Use the DataFrames imported in the first cell to explore the data and practice your skills!

  • Using austin_weather and seattle_weather, create a Figure with an array of two Axes objects that share a y-axis range (MONTHS in this case). Plot Seattle's and Austin's MLY-TAVG-NORMAL (for average temperature) in the top Axes and plot their MLY-PRCP-NORMAL (for average precipitation) in the bottom axes. The cities should have different colors and the line style should be different between precipitation and temperature. Make sure to label your viz!
  • Using climate_change, create a twin Axes object with the shared x-axis as time. There should be two lines of different colors not sharing a y-axis: co2 and relative_temp. Only include dates from the 2000s and annotate the first date at which co2 exceeded 400.

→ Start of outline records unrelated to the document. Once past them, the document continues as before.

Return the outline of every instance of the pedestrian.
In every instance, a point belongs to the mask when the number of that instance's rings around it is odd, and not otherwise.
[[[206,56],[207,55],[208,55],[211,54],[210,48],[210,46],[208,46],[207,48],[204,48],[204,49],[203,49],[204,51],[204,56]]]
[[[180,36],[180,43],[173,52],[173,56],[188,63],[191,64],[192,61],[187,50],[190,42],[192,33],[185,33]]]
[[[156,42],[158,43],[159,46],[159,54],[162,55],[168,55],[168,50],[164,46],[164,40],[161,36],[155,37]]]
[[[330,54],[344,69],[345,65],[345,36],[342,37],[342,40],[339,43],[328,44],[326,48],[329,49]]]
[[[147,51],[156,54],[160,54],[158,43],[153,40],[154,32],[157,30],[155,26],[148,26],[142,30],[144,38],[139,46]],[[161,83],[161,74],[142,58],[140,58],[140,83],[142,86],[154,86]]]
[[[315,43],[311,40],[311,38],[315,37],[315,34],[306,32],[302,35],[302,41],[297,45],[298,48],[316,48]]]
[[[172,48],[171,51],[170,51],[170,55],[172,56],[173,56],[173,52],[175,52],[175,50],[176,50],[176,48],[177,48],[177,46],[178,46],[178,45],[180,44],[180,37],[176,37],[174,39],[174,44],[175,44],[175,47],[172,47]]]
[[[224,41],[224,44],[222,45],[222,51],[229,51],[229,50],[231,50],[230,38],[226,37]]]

  • Create a scatter plot from medals comparing the number of Gold medals vs the number of Silver medals with each point labeled with the country name.
  • Explore if the distribution of Age varies in different sports by creating histograms from summer_2016.
  • Try out the different Matplotlib styles available and save your visualizations as a PNG file.